That’s what Sunderland chairman Ellis Short appears to have done, as it was reported Thursday that despite an initial reluctance from Sam Allardyce — let’s be honest, he actually was holding out hope for the Liverpool job — the 60-year-old most recently in charge of West Ham United was willing and ready to enter into negotiations with the northeastern club.

One of the major sticking points during Sunderland’s courting of Allardyce is expected to be his demand for autonomy in the transfer market as well as a sizable transfer budget to sign his own players during the January window.

[ MORE: Advocaat: Sunderland squad too thin, chairman to blame ]

Allardyce seems like the no. 1 guy you’d like to bring in to steady a capsized ship — cough Sunderland cough — in any situation. Not only does he have a successful track record in the Premier League, but he’s the kind of no-nonsense leader a club like Sunderland so desperately needs as they find themselves in yet another relegation battle just eight games into the new season.

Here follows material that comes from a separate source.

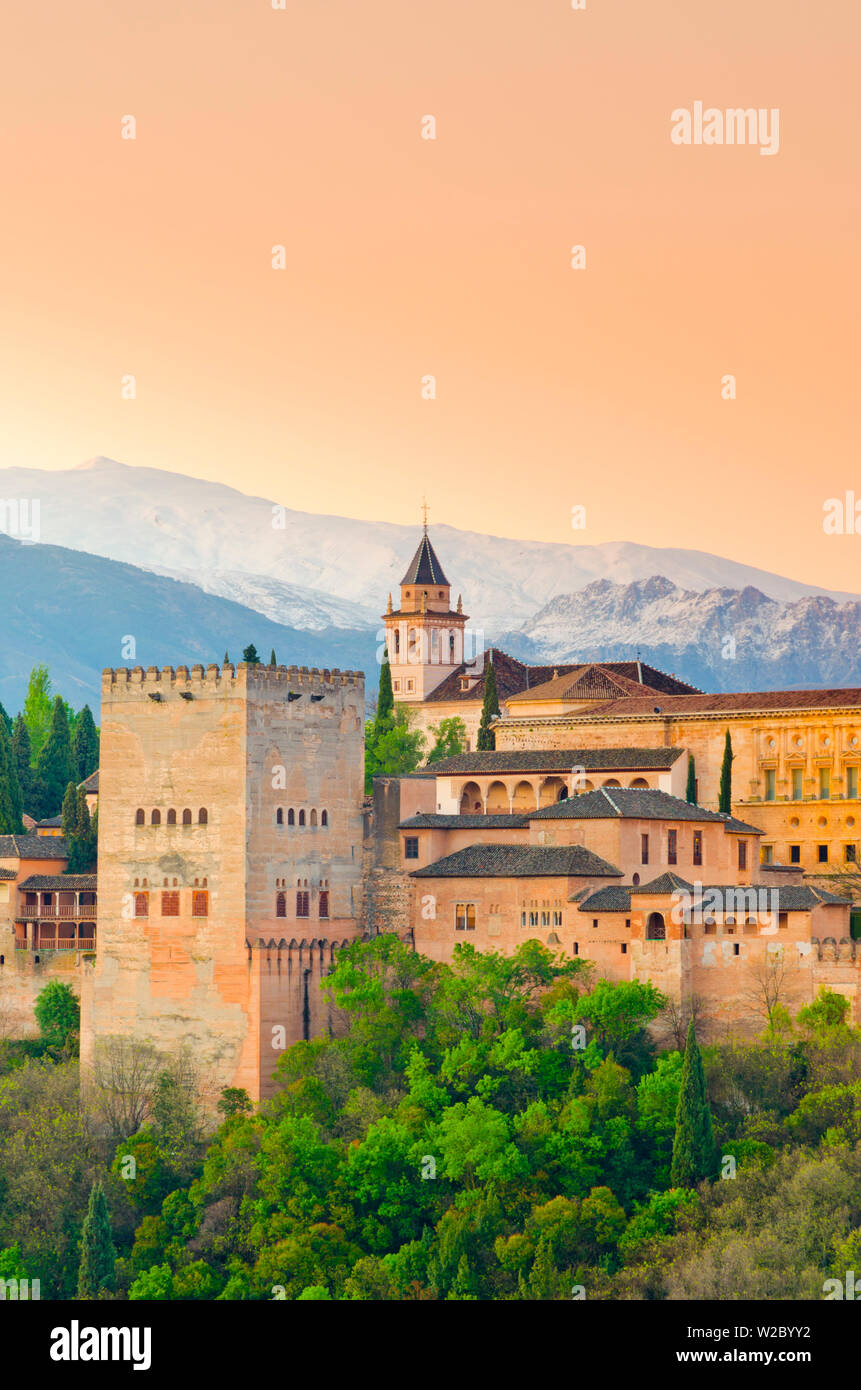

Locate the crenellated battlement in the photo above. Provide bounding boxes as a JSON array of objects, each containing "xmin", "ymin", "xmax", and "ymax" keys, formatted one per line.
[{"xmin": 102, "ymin": 662, "xmax": 364, "ymax": 699}]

Short hopes to have Allardyce signed, sealed and delivered when the Premier League returns to action next weekend. In that event, Allardyce’s first game in charge of Sunderland would be a trip to West Bromwich Albion. His first home fixture? Home to Tyne-Wear derby rivals Newcastle United, a club whose boisterous fanbase still holds a great deal of disdain for Big Sam. Sometimes the football gods really are looking out for us.